[머신러닝] XOR 문제 해결하기 Part.2

beseeyong (44)in #kr-steemit • 7 years ago

XOR 문제를 풀지 못해 머신러닝 개발이 늦어졌다가, backpropgation을 통해 풀어낼 수 있다는 사실 알아냈다. 이제는 TensorFlow로 직접 구현해보자.

XOR Data set

import numpy as np
import tensorflow as tf

먼저 그동안 학습해왔던 방식 그대로 XOR 문제를 풀어보자.

x_data = np.array([[0, 0], [0, 1], [1, 0], [1, 1]], dtype = np.float32)
y_data = np.array([[0], [1], [1], [0]], dtype = np.float32)

X = tf.placeholder(tf.float32)
Y = tf.placeholder(tf.float32)
W = tf.Variable(tf.random_normal([2, 1]), name = 'weight')
b = tf.Variable(tf.random_normal([1]), name = 'bias')

# Hypothesis using Sigmoid : tf.div(1., 1 + tf.exp(tf.matmul))
hypothesis = tf.sigmoid(tf.matmul(X, W) + b)

# cost/loss function
cost = -tf.reduce_mean(Y * tf.log(hypothesis) + (1 - Y) * tf.log(1 - hypothesis))
train = tf.train.GradientDescentOptimizer(learning_rate=0.1).minimize(cost)

# Accuracy computation
# True if hypothsis > 0.5 else False
predicted = tf.cast(hypothesis > 0.5, dtype = tf.float32)
accuracy = tf.reduce_mean(tf.cast(tf.equal(predicted, Y), dtype=tf.float32))

# Launch graph
with tf.Session() as sess:
    # Initialize TensorFlow Variables
    sess.run(tf.global_variables_initializer())
    
    for step in range(10001):
        sess.run(train, feed_dict={X: x_data, Y: y_data})
        if step % 1000 == 0:
            print(step, sess.run(cost, feed_dict={X: x_data, Y: y_data}), sess.run(W))
            
    # Accuracy report
    h, c, a = sess.run([hypothesis, predicted, accuracy], feed_dict={X: x_data, Y: y_data})
    print('Hypothsis : ', h, "Correct : ", c, "Accuracy : ", a)

그동안 우리가 해왔던 방식 그대로 sigmoid를 사용해 가설을 세우고 학습을 진행했다. chain-rule을 사용하지 않고 W와 b 값을 한 번에 예측했다. 결과를 보자.
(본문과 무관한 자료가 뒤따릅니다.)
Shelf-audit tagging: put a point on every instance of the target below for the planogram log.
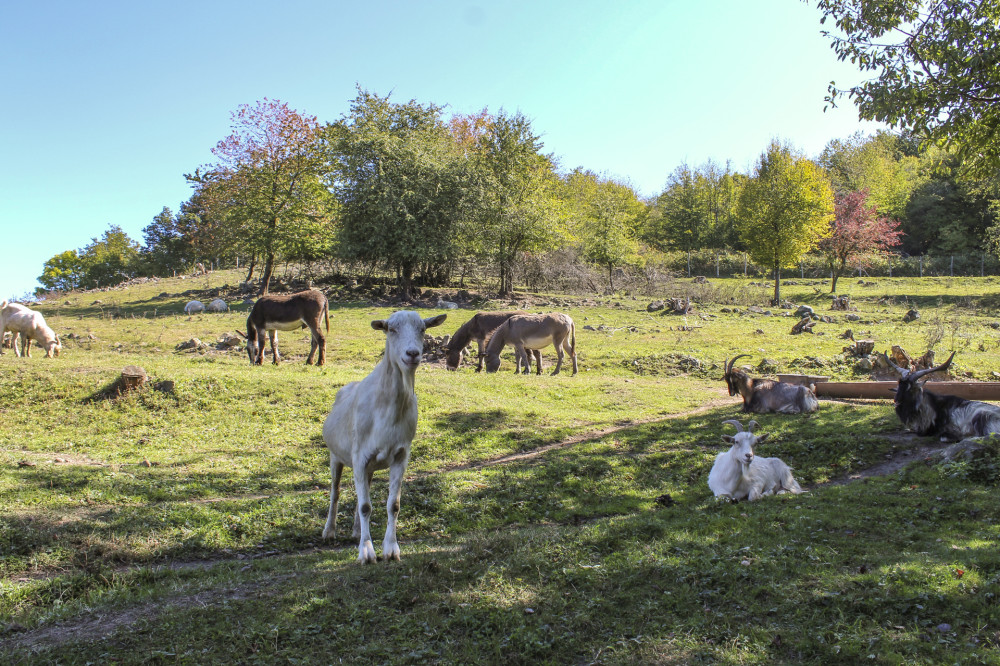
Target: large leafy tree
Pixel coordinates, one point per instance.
(608, 215)
(858, 235)
(511, 195)
(784, 209)
(64, 271)
(397, 175)
(885, 165)
(936, 68)
(266, 184)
0 0.76454574 [[0.72986054]
 [1.2056271 ]]
1000 0.6931765 [[0.02050375]
 [0.02141563]]
2000 0.6931472 [[0.00041052]
 [0.00041224]]
...
9000 0.6931472 [[1.3160042e-07]
 [1.3274089e-07]]
10000 0.6931472 [[1.3160042e-07]
 [1.3274089e-07]]
Hypothsis :  [[0.5]
 [0.5]
 [0.5]
 [0.5]] Correct :  [[0.]
 [0.]
 [0.]
 [0.]] Accuracy :  0.5

Accuracy가 50% 밖에 되지 않는다. 학습 데이터의 양이 극히 소수임에도 불구하고 거의 학습되지 않았다고 볼 수 있다. 동전을 던져서 한 쪽 면이 나올 확률과 같은 정확도다.

Neural Net for XOR

그렇다면 단계를 잘게 쪼개서 각 요소의 민감도를 분리해서 측정해보는 Chain-rule을 사용해보자. 이 그림을 떠올리면 된다.

x_data = np.array([[0, 0], [0, 1], [1, 0], [1, 1]], dtype = np.float32)
y_data = np.array([[0], [1], [1], [0]], dtype = np.float32)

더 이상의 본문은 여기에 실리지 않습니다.